Tatsächlich ist es der Art Cologne gelungen wieder zu einem Treffpunkt der Kunstszene zu werden – wobei ich selbstkritisch gestehen muss, dass ich dies eigentlich nicht beurteilen kann, war ich doch nur die letzten drei Jahre auf der Messe. Doch war ich tatsächlich erstaunt über die Vielzahl von Kuratoren und Museumsmenschen, die sich auf der Messe tummelten. Auch wenn viele Sammler, Galerien und Künstler nach Berlin abwandern, gibt es im Rheinland traditionell eine Vielzahl von Institutionen, deren Mitarbeiter sich gerne auf der Art Cologne umschauen. Daniel Hug, seit 2008 Leiter der Messe, scheint es geschafft zu haben, das Image der verschlafenen Messe aufzupolieren, was sich an den anwesenden namhaften Galerien ebenso ablesen lässt wie an den zahlreichen positiven Presseberichten über die Messe.
Wollte ich nicht eigentlich über Kunst schreiben – und gerade nicht über Preise und Galerienamen? Wie schwer dies ist, weil man durch andere Artikel ebenso abgelenkt wird wie durch den ganzen Drumherum-Zirkus, wird mir erst jetzt beim Schreiben klar. Es wird einem durch die Vielzahl an Veranstaltungen, Preisverleihungen und Ausstellern von Galerien über Verlagen, Magazinen und lokalen Institutionen aber auch nicht leicht gemacht. Und auch die Kunst kann nur schwer überzeugen, wenn sie in Petersburger Hängung in überfüllten Kojen um Aufmerksamkeit kämpfen muss. Eine Ausnahme bildete dagegen der Stand der „Galerie für Landschaftskunst“, der es gelang, ihren Stand auch zu kuratieren und nicht nur zu behängen.
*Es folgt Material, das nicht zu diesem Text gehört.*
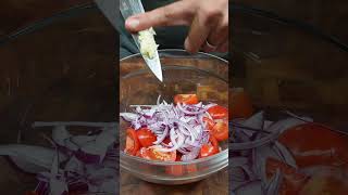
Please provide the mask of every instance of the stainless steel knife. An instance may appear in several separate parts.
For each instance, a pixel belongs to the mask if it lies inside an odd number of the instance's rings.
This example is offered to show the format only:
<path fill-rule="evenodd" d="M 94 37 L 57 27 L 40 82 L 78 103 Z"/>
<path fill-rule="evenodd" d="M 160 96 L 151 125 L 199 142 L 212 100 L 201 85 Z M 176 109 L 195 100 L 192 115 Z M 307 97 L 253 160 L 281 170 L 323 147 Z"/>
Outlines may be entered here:
<path fill-rule="evenodd" d="M 110 10 L 110 8 L 117 8 L 116 6 L 117 1 L 115 1 L 115 0 L 96 0 L 96 3 L 98 4 L 98 6 L 102 10 L 102 12 L 105 14 L 105 16 L 109 18 L 109 21 L 115 27 L 116 26 L 115 17 L 119 15 L 117 10 L 113 10 L 113 9 Z M 120 11 L 122 13 L 122 16 L 125 20 L 132 15 L 145 12 L 140 0 L 120 0 Z M 132 37 L 133 37 L 137 48 L 140 51 L 139 35 L 133 34 Z M 146 64 L 151 69 L 151 72 L 154 74 L 154 76 L 162 82 L 163 81 L 162 66 L 161 66 L 158 51 L 156 50 L 154 56 L 152 58 L 149 58 L 146 55 L 142 55 L 142 58 L 145 60 Z"/>

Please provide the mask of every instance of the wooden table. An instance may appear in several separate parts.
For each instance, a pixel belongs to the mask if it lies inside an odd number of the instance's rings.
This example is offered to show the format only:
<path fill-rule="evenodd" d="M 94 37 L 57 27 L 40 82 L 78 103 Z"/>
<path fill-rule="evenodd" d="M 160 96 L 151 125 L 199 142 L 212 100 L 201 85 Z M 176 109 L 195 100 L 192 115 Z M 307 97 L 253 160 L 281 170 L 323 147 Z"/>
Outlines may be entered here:
<path fill-rule="evenodd" d="M 120 194 L 122 195 L 227 195 L 228 171 L 220 171 L 210 178 L 185 185 L 160 185 L 139 180 L 120 171 Z"/>

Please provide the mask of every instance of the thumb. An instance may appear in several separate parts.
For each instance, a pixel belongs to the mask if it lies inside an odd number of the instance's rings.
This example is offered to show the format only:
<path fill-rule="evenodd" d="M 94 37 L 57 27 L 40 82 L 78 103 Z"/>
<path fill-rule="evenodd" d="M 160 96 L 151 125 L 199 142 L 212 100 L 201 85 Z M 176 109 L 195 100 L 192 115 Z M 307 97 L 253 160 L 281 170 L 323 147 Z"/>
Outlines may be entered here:
<path fill-rule="evenodd" d="M 158 26 L 189 25 L 194 17 L 190 1 L 177 1 L 146 13 L 130 16 L 126 20 L 125 27 L 128 31 L 136 32 Z"/>

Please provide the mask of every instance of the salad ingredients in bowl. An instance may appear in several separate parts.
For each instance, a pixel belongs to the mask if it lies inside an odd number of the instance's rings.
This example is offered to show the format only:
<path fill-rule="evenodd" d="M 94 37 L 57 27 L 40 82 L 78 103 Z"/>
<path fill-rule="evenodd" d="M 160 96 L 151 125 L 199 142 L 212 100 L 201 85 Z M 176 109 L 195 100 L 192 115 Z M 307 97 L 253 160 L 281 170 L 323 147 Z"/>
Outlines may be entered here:
<path fill-rule="evenodd" d="M 162 161 L 189 161 L 221 151 L 228 140 L 228 110 L 217 104 L 199 102 L 196 94 L 177 94 L 174 103 L 132 105 L 122 113 L 129 122 L 125 153 Z"/>
<path fill-rule="evenodd" d="M 228 62 L 184 50 L 160 50 L 159 57 L 163 82 L 140 53 L 121 60 L 121 176 L 166 185 L 227 177 L 228 112 L 220 107 L 228 105 Z"/>

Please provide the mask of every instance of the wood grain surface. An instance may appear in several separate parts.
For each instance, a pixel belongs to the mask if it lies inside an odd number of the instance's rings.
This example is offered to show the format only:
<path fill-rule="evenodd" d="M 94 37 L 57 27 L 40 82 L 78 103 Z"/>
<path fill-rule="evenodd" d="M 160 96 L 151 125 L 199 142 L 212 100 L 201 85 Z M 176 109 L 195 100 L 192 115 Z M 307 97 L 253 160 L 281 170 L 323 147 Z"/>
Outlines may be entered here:
<path fill-rule="evenodd" d="M 185 185 L 160 185 L 139 180 L 120 171 L 122 195 L 227 195 L 228 171 L 220 171 L 210 178 Z"/>

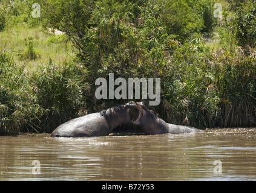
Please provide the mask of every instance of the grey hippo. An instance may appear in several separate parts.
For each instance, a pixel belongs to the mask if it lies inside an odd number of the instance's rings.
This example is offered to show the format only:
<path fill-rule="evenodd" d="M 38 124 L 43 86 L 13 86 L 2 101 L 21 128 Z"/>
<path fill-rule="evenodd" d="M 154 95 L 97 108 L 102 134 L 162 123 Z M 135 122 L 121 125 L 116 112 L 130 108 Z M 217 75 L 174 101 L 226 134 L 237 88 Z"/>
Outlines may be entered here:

Durch das Einziehen einer Wand mit Weltkartentapete und mehreren Uhren, die verschiedene Zeitzonen anzeigten, bekam der Stand das Flair einer Bank- bzw. eines Wartesaals verliehen.
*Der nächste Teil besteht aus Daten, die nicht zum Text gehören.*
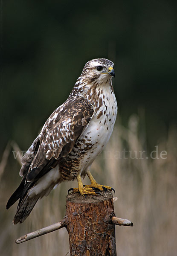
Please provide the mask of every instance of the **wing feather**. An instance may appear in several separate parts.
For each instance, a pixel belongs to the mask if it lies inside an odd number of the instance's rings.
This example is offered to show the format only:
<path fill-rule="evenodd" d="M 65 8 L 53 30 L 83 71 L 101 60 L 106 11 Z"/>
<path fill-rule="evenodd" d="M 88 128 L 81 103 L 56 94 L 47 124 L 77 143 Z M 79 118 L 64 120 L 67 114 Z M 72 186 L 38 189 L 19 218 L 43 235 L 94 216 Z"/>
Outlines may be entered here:
<path fill-rule="evenodd" d="M 39 135 L 40 144 L 29 170 L 28 181 L 43 172 L 41 167 L 46 160 L 57 161 L 71 152 L 93 113 L 93 105 L 84 97 L 68 99 L 57 108 L 46 121 Z M 42 172 L 40 177 L 41 175 Z"/>

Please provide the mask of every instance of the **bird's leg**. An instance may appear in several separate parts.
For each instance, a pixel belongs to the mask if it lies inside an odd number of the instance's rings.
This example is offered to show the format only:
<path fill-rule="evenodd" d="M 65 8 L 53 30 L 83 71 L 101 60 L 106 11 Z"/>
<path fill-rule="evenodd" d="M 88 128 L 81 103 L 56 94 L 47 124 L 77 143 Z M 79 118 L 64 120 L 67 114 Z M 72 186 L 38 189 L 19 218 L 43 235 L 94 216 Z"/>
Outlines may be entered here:
<path fill-rule="evenodd" d="M 70 190 L 73 190 L 73 192 L 79 192 L 80 194 L 83 196 L 84 196 L 84 195 L 96 195 L 97 194 L 99 194 L 99 192 L 95 192 L 92 187 L 87 187 L 87 186 L 84 186 L 80 174 L 78 175 L 77 180 L 78 182 L 78 188 L 70 189 L 68 190 L 68 192 Z M 94 188 L 93 186 L 93 187 Z"/>
<path fill-rule="evenodd" d="M 89 188 L 96 188 L 98 189 L 100 191 L 103 191 L 103 190 L 106 190 L 106 189 L 108 189 L 111 191 L 112 190 L 113 190 L 115 193 L 115 190 L 113 188 L 109 186 L 104 186 L 103 185 L 100 185 L 98 184 L 96 180 L 95 180 L 92 175 L 91 174 L 90 171 L 87 170 L 86 171 L 86 173 L 87 175 L 87 176 L 89 178 L 89 180 L 90 180 L 91 184 L 90 185 L 86 185 L 84 186 L 84 187 L 87 189 Z"/>

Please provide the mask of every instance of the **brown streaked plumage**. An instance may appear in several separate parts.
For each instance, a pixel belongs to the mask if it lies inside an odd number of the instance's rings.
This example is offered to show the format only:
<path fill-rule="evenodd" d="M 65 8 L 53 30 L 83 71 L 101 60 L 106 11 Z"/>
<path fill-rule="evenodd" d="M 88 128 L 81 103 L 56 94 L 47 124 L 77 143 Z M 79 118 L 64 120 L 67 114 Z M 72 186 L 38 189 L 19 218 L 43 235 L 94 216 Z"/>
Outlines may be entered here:
<path fill-rule="evenodd" d="M 20 199 L 14 224 L 22 223 L 38 199 L 65 180 L 77 178 L 78 189 L 73 191 L 84 196 L 96 195 L 94 188 L 103 189 L 89 169 L 108 141 L 116 119 L 113 66 L 104 58 L 86 63 L 67 99 L 46 120 L 22 157 L 22 180 L 6 206 Z M 84 186 L 81 175 L 86 174 L 91 184 Z"/>

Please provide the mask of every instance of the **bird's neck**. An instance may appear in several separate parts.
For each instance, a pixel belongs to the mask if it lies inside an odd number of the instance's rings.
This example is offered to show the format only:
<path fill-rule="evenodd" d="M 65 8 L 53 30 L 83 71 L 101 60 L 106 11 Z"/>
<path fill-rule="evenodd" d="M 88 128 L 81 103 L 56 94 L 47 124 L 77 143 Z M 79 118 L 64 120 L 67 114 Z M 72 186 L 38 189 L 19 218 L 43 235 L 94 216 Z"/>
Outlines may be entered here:
<path fill-rule="evenodd" d="M 84 97 L 94 105 L 97 104 L 100 98 L 109 98 L 114 93 L 111 78 L 101 82 L 96 81 L 89 84 L 88 82 L 81 81 L 79 78 L 70 96 Z"/>

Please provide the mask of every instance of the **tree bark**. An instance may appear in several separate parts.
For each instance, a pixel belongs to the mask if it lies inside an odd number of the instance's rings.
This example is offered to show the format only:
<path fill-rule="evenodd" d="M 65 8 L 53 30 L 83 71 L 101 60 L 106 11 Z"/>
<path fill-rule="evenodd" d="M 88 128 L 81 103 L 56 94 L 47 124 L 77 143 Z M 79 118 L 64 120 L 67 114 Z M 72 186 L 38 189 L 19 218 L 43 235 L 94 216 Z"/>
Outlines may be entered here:
<path fill-rule="evenodd" d="M 110 191 L 84 198 L 67 198 L 65 223 L 70 256 L 116 256 L 113 195 Z"/>

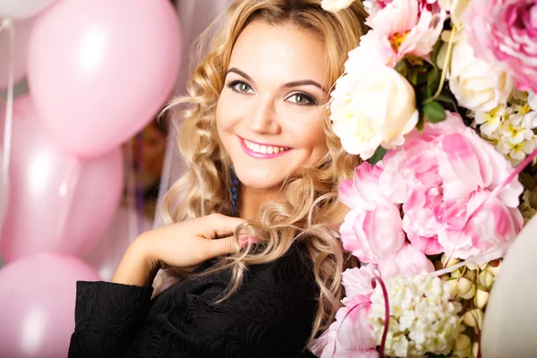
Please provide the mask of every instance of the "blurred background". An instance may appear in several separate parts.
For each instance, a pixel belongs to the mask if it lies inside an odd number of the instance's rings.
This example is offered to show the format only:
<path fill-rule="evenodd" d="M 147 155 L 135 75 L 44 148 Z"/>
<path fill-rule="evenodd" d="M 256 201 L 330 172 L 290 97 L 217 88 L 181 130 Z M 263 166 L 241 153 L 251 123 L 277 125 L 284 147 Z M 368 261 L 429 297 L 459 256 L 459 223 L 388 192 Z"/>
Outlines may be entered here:
<path fill-rule="evenodd" d="M 183 167 L 158 115 L 228 3 L 0 0 L 0 357 L 66 356 L 75 282 L 158 226 Z"/>

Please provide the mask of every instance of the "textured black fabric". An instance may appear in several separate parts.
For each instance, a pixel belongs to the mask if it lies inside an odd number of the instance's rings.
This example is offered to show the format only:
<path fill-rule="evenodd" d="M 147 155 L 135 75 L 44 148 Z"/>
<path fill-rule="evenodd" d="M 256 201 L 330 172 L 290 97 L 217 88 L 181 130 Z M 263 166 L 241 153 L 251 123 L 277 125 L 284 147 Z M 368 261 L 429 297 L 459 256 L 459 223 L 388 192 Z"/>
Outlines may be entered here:
<path fill-rule="evenodd" d="M 311 357 L 303 350 L 317 309 L 311 268 L 294 247 L 250 267 L 221 303 L 229 271 L 187 278 L 152 301 L 152 287 L 77 282 L 69 357 Z"/>

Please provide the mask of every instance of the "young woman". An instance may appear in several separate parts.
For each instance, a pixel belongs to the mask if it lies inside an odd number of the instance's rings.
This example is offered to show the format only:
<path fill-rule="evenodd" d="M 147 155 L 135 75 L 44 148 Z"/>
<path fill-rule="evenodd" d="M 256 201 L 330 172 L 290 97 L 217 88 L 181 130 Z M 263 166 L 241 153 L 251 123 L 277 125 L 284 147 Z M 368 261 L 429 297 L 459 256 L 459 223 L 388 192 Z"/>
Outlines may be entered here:
<path fill-rule="evenodd" d="M 237 0 L 195 69 L 179 144 L 189 166 L 161 228 L 111 283 L 79 282 L 70 357 L 297 357 L 339 307 L 338 183 L 357 158 L 329 91 L 365 31 L 361 2 Z M 151 300 L 157 271 L 183 279 Z"/>

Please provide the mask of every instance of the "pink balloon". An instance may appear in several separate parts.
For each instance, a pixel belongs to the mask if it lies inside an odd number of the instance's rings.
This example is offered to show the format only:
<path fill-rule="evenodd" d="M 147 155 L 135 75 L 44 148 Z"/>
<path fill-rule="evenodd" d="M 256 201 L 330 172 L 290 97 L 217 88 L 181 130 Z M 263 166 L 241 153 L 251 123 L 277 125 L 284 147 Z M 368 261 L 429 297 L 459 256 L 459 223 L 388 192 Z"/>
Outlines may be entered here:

Eine angenehme Abwechslung zu den Galeriekojen ist zudem der „Open Space“-Bereich, in dem etablierte und weniger etablierte (neudeutsch: internationale Erstteilnehmer) jeweils eine künstlerische Position präsentierten. Die diesjährige Reduktion der Anzahl der Galerien machte sich dabei weniger bemerkbar wie die neue Ordnung, die nun, statt schräg zu den üblichen Messestände stehend, diese fortsetzte, was ihr ein wenig die Leichtigkeit und Offenheit der letzten Jahre nahm. Überzeugen konnten hier u.a. Thomas Baldischwyler (vertreten durch die Galerie Conradi, Hamburg) mit einer mehrteiligen abstrakt-sinnlichen Installation, die er zum Teil mit Kreide direkt auf die Wand auftrug. Auch die vier großformatigen Malereien von Anne Neukamp (vertreten durch die Galerie Chez Valentin, Paris) wirkten konzentriert und hoben sich angenehm von den etwas angestrengt wirkenden konzeptuellen Fotografien von Annette Kelm oder den fast kitschig wirkenden Malereien von Benedikt Hipp ab, die durch die salonhafte Gestaltung der kleinen Koje etwas überinszeniert wirkten.